I have just received a lovely letter from Mr Kenneth Bone in Stirlingshire, telling me about one of his favourite quotations from Samuel Pepys’ Diary (Vol 2).
2nd June 1667 (Lords Day)
Being weary and almost blind with writing and reading so much today, I took boat and up the river all alone as high as Putney almost, and then back again, all the way reading and finishing Mr. Boyle’s book of Colours, which is so chemical that I can understand but little of it, but enough to see that he is a most excellent man.”
Pepys was talking about Robert Boyle’s Experiments on Colours, published in 1663, and Mr Bone wondered why I hadn’t mentioned it in my bibliography of Colour: Travels through the Paintbox. I’m ashamed to say that I hadn’t even found it, let alone struggled through the chemistry of it.
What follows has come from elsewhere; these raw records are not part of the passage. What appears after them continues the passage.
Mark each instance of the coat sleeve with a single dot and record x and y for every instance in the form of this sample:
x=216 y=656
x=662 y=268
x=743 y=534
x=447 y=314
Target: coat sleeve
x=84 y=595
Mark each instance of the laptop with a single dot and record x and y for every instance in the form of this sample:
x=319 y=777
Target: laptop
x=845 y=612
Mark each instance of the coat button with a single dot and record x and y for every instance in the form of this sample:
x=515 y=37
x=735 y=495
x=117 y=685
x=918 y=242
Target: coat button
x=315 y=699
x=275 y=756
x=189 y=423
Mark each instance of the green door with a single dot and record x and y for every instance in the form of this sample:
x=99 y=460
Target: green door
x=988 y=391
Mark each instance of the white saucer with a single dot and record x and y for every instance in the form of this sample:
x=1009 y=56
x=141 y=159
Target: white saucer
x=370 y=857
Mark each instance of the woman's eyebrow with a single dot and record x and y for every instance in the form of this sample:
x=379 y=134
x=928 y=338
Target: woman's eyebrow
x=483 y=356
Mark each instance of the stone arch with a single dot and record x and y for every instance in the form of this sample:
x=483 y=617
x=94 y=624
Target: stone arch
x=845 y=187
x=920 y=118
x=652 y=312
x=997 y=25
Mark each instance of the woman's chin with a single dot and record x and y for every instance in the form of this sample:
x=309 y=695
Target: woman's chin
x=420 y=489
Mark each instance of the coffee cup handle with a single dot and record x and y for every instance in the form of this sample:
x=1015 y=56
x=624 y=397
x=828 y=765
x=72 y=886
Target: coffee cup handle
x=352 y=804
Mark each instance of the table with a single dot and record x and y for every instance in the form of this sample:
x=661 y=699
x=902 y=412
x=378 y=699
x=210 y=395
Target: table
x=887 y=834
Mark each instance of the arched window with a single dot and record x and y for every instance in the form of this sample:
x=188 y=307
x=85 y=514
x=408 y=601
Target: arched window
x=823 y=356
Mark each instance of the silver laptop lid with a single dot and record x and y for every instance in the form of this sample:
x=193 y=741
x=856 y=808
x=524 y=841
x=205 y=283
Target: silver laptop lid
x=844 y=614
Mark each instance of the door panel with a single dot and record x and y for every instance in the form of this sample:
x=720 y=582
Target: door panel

However since then, Gutenberg, that wonderful free library institution (for which I helped on the inputting of a couple of fantastic obscure books a few years ago, which I’d recommend to anyone who likes that kind of thing) has now put it online.
It starts with a short Preface, expressing a concern that I have some sympathy with:
Having in convenient places of the following Treatise, mention'd the Motives, that induc'd me to write it, and the Scope I propos'd to my self in it; I think it superfluous to entertain the Reader now, with what he will meet with hereafter. And I should judge it needless, to trouble others, or my self, with any thing of Preface: were it not that I can scarce doubt, but this Book will fall into the hands of some Readers, who being unacquainted with the difficulty of attempts of this nature, will think itn strange that I should publish any thing about Colours, without a particular Theory of them.
Read more of the 1664 book here, though apparently the best edition was published in 1852, with notes by John Holmes Esq, of the British Museum. Next time, some information from the Painter’s Companion, 1810, also sadly unquoted in my book, but deserving a mention.
Happy Thanksgiving to all those readers giving thanks.